This dissertation concerns the efficient quantification of uncertainty in the field of deep reinforcement learning. At the time of this writing, artificial intelligence is being adopted rapidly into the critical pipelines of numerous scientific and societal domains — from autonom
...
This dissertation concerns the efficient quantification of uncertainty in the field of deep reinforcement learning. At the time of this writing, artificial intelligence is being adopted rapidly into the critical pipelines of numerous scientific and societal domains — from autonomous driving and medical diagnostics to scientific discovery. A particular class of machine learning models, deep neural networks, has been pivotal in this recent development due to their extraordinary scalability and expressive power. Such models learn by optimizing vast sets of parameters to shape predictions according to previous measurements, captured in large datasets. When we deploy such learned models for practical applications, however, they are asked to make predictions for novel inputs not represented in their training data. Such predictions are the result of inductive generalization — deriving insights about future situations from past experience — and are inherently subject to uncertainty. For these predictions to be actionable, they must often be accompanied by a reliable measure of confidence. This need to know what one does not know is addressed by the quantification of epistemic uncertainty, which arises from the imperfection of a learned model, often due to a lack of sufficient relevant data. This stands in contrast to aleatoric uncertainty — the irreducible, inherent randomness in a process — and it is this reducible, model-centric epistemic uncertainty that forms the central object of inquiry for this dissertation.
The challenge of epistemic uncertainty estimation becomes especially tangible in the context of sequential decision-making problems. In such settings, an agent’s actions can have long-term consequences that compound over time, shaping downstream outcomes and choices. Reinforcement learning, a paradigm in which agents learn such decision-making strategies through direct interaction with an environment, faces several fundamental challenges that hinge on reliable uncertainty estimation. Underpinning both efficient exploration and safe decision-making is a principled understanding of an agent’s own epistemic uncertainty — the central topic of this thesis.
Examining the current research landscape of uncertainty quantification in deep learning, we observe a persistent tension between theoretically well-motivated yet computationally expensive techniques on one hand, and computationally efficient yet less understood methods on the other. Bayesian inference, widely regarded as the gold standard for reasoning about epistemic uncertainty, is generally intractable for modern, large-scale neural networks. This has led to a spectrum of approximate methods — including deep ensembles, advanced sampling techniques, and variational inference — that navigate this trade-off to varying degrees. More pragmatic solutions often offer substantial computational savings but lack a deeper theoretical understanding of what their uncertainty estimates represent, or how they behave in practice.

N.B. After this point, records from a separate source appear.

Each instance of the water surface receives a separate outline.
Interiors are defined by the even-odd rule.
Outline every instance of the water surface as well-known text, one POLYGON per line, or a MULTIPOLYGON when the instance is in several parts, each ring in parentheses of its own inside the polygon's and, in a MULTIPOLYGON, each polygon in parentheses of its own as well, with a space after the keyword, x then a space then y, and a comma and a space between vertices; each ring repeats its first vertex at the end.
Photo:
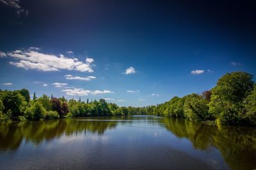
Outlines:
POLYGON ((255 169, 256 129, 149 116, 0 124, 1 169, 255 169))

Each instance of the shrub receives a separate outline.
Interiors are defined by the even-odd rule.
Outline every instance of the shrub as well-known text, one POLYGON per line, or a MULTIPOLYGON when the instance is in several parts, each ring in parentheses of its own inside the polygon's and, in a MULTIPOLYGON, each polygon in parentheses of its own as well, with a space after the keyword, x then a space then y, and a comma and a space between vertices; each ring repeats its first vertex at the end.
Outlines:
POLYGON ((200 122, 213 119, 212 115, 209 113, 207 101, 196 94, 186 96, 184 111, 185 117, 192 121, 200 122))
POLYGON ((46 112, 45 119, 53 120, 60 118, 60 115, 56 111, 49 111, 46 112))
POLYGON ((44 119, 46 110, 39 102, 35 102, 32 106, 28 108, 25 111, 24 116, 29 120, 39 120, 44 119))

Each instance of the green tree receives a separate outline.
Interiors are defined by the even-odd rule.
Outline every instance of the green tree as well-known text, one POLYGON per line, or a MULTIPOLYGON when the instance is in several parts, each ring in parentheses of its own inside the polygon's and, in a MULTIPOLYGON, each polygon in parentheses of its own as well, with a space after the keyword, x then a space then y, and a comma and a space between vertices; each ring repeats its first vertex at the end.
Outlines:
POLYGON ((227 73, 219 79, 212 89, 209 112, 223 124, 244 124, 246 97, 254 85, 253 76, 245 72, 227 73))
POLYGON ((256 125, 256 85, 251 94, 246 97, 246 102, 245 118, 249 124, 256 125))
POLYGON ((39 97, 38 101, 42 104, 47 111, 51 110, 50 98, 46 94, 44 94, 43 96, 39 97))
POLYGON ((27 105, 25 98, 17 91, 4 92, 2 101, 4 106, 4 113, 10 110, 14 117, 21 116, 27 105))
POLYGON ((30 101, 29 92, 26 89, 22 89, 19 90, 19 92, 25 98, 25 100, 27 102, 27 103, 29 103, 30 101))
POLYGON ((196 94, 186 96, 184 111, 185 117, 192 121, 200 122, 213 119, 213 115, 209 113, 207 101, 196 94))
POLYGON ((31 107, 26 110, 24 115, 28 120, 39 120, 44 118, 46 115, 46 110, 40 103, 36 101, 33 104, 31 107))
POLYGON ((33 101, 35 101, 36 100, 36 92, 34 92, 34 94, 33 95, 33 101))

From this landscape, we derive the research mission for this dissertation: to develop and analyze uncertainty quantification methods that are both computationally tractable and theoretically well-motivated.

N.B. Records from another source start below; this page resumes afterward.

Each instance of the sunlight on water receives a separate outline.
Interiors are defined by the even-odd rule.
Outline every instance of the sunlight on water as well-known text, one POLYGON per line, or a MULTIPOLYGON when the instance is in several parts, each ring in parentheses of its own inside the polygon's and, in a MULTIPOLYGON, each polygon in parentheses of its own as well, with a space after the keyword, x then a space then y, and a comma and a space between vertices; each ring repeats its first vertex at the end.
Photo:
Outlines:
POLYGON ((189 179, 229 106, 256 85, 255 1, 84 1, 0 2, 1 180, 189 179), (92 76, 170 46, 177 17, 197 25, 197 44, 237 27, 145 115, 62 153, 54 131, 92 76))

Our first line of inquiry investigates deep neural network ensembles. We hypothesize that their efficacy is constrained not merely by the number of constituent models but by the quality of their diversity. Focusing on distributional reinforcement learning, we show that architectural components such as projection operators can induce inductive biases that shape generalization. We develop diverse projection ensembles, which induce diversity through architecturally distinct members, and demonstrate empirically that this approach yields more robust uncertainty signals and improved exploration performance.
Our second line of inquiry pursues the goal of emulating ensemble uncertainty within a single, efficient model. We introduce contextual similarity distillation, a technique enabling epistemic uncertainty estimation with a single model trained via gradient descent. Using neural tangent kernel theory, we reinterpret ensemble variance estimation as a tractable kernel regression problem. Complementarily, we provide a theoretical foundation for random network distillation, showing that, in the infinite-width limit, its uncertainty corresponds to the predictive variance of a deep ensemble. We further develop a Bayesian variant whose error signal matches the posterior predictive variance of an infinitely wide Bayesian neural network.
Finally, we address the estimation of long-term, cumulative uncertainty in reinforcement learning. We propose a novel single-model method — universal value-function uncertainties — that quantifies uncertainty over entire trajectories. Grounded in neural tangent kernel theory, we show that this method yields estimates equivalent to those of a full ensemble, while retaining computational efficiency.
In conclusion, this dissertation advances uncertainty quantification in deep reinforcement learning by bridging the gap between theoretical rigor and computational practicality. It provides both methodological innovations and theoretical insights toward more reliable, uncertainty-aware autonomous agents.